One year ago, we launched our Nuxeo Insight service and became the first and, at that time, only Content Services Platform to offer a trainable cloud service for machine learning. For those who might not be familiar with this unique service, Nuxeo Insight is an AI offering that enables our clients to use their own data and content to train custom, machine-learning (ML) models. Custom ML models can be used for a variety of business purposes, including enriching content with new metadata, auto-classifying vital records, identifying products and talent, and even automating forms processing. But the critical thing with Nuxeo Insight is that, because these models are trained with each customer’s own data, they are much more accurate, insightful and therefore valuable than the commodity AI services that are available as public cloud offerings. If you are interested in learning more about the distinction between custom and commodity ML models, please refer back to a previous Nuxeo blog posting entitled, “The Difference Between Generic & Contextual AI.”
Today, we are very pleased to announce another first for Nuxeo Insight. We have taken this service a step further and are releasing an entirely new, low-code user interface. Our goal for this new user experience is to address two critical challenges for customers who are looking to employ custom ML models for their assets and content:
- First, it is often difficult to define and train new models. And, in particular, many customers struggle to develop the right training data set to produce the results they want from their models.
- Second, it is also difficult to understand how various models - once they have been deployed - are performing and whether, over time, this performance is actually improving or degrading.
This is why, for most organizations, custom ML models have remained the exclusive domain of data scientists, expert users with extensive experience in working with deep learning models.
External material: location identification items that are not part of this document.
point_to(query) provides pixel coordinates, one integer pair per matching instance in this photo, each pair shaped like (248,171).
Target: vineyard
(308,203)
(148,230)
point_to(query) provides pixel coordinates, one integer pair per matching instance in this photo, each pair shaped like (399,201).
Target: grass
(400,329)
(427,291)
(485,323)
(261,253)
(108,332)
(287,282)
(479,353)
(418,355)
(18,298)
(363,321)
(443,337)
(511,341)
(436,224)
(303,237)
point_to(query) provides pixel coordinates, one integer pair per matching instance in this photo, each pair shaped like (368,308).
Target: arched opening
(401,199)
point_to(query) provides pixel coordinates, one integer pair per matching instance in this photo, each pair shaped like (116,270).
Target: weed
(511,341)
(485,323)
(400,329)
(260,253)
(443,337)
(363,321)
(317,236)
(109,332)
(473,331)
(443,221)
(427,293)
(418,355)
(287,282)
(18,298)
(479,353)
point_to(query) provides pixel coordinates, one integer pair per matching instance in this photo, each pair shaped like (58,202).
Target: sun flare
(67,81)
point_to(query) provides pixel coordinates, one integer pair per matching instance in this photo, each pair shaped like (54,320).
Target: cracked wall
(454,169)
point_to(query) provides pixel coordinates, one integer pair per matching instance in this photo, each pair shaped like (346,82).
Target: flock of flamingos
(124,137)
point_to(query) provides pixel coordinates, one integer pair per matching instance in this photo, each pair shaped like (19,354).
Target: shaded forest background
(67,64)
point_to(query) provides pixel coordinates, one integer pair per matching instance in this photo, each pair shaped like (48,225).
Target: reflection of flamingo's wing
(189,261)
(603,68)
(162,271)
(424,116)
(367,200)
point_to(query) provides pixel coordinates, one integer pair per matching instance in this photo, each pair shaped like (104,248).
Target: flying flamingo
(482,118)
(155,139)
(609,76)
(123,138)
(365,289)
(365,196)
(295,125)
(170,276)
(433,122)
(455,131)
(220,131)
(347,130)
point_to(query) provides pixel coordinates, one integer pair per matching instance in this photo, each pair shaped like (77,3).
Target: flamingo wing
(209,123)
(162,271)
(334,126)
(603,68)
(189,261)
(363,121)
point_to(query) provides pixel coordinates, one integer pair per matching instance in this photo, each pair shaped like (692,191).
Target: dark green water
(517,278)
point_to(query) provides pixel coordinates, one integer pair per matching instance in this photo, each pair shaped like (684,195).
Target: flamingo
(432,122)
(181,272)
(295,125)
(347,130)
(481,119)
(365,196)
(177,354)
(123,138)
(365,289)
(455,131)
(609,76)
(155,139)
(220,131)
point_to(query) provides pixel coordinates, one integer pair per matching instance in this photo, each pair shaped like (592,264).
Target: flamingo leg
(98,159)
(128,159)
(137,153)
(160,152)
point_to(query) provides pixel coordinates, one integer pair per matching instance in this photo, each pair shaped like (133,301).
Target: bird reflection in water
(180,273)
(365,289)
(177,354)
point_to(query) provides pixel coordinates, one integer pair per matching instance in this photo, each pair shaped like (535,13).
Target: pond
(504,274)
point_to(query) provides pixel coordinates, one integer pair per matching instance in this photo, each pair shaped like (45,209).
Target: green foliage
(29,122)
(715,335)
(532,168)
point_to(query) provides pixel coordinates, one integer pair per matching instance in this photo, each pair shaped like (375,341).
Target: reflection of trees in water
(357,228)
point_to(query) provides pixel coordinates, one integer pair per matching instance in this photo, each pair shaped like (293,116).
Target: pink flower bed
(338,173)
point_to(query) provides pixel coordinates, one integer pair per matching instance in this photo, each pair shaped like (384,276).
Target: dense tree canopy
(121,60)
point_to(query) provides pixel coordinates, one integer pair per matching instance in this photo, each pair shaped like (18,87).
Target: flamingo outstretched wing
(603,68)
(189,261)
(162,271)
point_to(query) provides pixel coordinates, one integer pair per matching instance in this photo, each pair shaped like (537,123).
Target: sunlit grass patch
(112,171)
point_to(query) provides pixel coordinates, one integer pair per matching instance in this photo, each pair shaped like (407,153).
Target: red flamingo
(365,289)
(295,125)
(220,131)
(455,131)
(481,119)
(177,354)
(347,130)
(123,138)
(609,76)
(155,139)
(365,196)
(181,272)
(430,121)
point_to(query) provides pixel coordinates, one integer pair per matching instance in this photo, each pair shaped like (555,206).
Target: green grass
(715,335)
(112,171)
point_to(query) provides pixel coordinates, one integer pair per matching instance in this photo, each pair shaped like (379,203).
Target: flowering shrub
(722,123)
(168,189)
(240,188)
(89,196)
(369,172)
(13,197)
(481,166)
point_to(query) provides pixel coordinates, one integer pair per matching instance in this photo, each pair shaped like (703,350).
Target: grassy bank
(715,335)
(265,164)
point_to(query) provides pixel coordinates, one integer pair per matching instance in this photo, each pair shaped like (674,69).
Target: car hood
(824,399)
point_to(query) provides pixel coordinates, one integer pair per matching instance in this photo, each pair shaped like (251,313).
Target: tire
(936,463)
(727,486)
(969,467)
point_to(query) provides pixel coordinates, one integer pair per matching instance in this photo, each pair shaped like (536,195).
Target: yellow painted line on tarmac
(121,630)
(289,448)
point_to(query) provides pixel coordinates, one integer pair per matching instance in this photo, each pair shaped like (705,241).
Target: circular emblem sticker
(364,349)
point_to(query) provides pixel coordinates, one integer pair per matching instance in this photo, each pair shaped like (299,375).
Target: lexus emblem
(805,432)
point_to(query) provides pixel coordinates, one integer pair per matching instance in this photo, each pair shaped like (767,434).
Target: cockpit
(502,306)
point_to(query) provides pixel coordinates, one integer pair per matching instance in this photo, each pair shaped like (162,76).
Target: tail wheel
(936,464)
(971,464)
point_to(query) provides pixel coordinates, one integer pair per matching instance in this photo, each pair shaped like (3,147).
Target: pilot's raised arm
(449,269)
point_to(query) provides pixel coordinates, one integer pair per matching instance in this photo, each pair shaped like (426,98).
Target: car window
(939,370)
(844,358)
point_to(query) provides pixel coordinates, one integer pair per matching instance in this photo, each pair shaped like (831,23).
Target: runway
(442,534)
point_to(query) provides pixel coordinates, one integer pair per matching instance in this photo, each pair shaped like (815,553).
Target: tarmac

However, at Nuxeo, we believe that this machine learning should be more mainstream and that, with the right set of tools, we can place the power of Nuxeo Insight into the hands of even new users. As a result, our low-code interface offers a highly intuitive, guided “point-and-click” experience that will enable even casual users to define and train new ML models and then to easily deploy and administer these models in production use cases.
Training New Models
Let’s start at the beginning and look at how we make it easy to develop new ML models. Typically, this process begins with selecting a particular document type and then determining what fields, or labels, that we want the model to predict. With Nuxeo Insight, users can now quickly and easily navigate through the available set of document types and then, with a few clicks, select the various values and data types that we want the new model to populate and even apply different parameters for each prediction.
As I noted earlier, one of the key challenges with custom ML models is knowing whether a particular training data set will produce a model that will deliver the results you want. With Nuxeo Insight, we analyze the available data sets and, as the user navigates through the process of defining a new model, the Insight UI provides a graphical depiction of the ability of the data set to successfully train the model for each of the available fields. Nuxeo Insight will even provide warning messages and visual flags when it determines there is a potential issue with a particular field (or fields) in the new model. Our new UI will also provide potential solutions to any issues it identifies.
Once the user has successfully completed the configuration of the new model, he can then save the new model and initiate the training. From there, the Insight service automatically extracts the appropriate content and data for training, performs any necessary renditions or transformations, and exports the model and corresponding training set to Amazon Sagemaker to conduct the training. The Insight UI provides real-time updates of the training process, tracking the progress of the data export (training set) and the actual model training, and immediately notifying the users if any errors occur.
Operating ML Models
Once the new machine-learning model has been successfully trained, it is now available to be deployed. This is, again, where Nuxeo’s new, low-code user interface adds tremendous value. Nuxeo Insight now offers a comprehensive dashboard that depicts all of the available ML models, including those that are in training and in production. A rich set of filters is available to enable the user to quickly find only the relevant model or models. And, with a single click, a newly trained model can be promoted between your development environment and production.
Perhaps more importantly, this dashboard also provides a clear graphical representation of the performance of each production model over time. If you will recall, Nuxeo Insight employs a continuous learning model and, as new content is processed into the Nuxeo Platform, the model is continuously trained with the goal of constantly improving the performance and accuracy of the model. As each model is retrained, a new version is created, allowing the administrator to roll back to a previous version in the event that a model becomes corrupted or if accuracy declines.
At a simple glance, the user or administrator can quickly determine if a particular model’s performance is improving or degrading. They can also select different models (with the same prediction fields) for comparison to determine which is providing more accurate results or they can even compare results between different versions of the same model.
Of course, Nuxeo also provides a comprehensive set of reports to give administrators a holistic view of all of their ML models and the overall performance of the system.
Taken in its entirety, Nuxeo’s Insight service is much more than a simple integration with Amazon Sagemaker. With our entirely new, low-code interface, we have given customers – even those that are just beginning their journey with AI – the ability to train and manage their own, custom machine-learning models. And, in doing so, have given them access to a powerful new tool to automate and enrich content with data that is much more specific to their business and therefore much more valuable to their processes and their organization.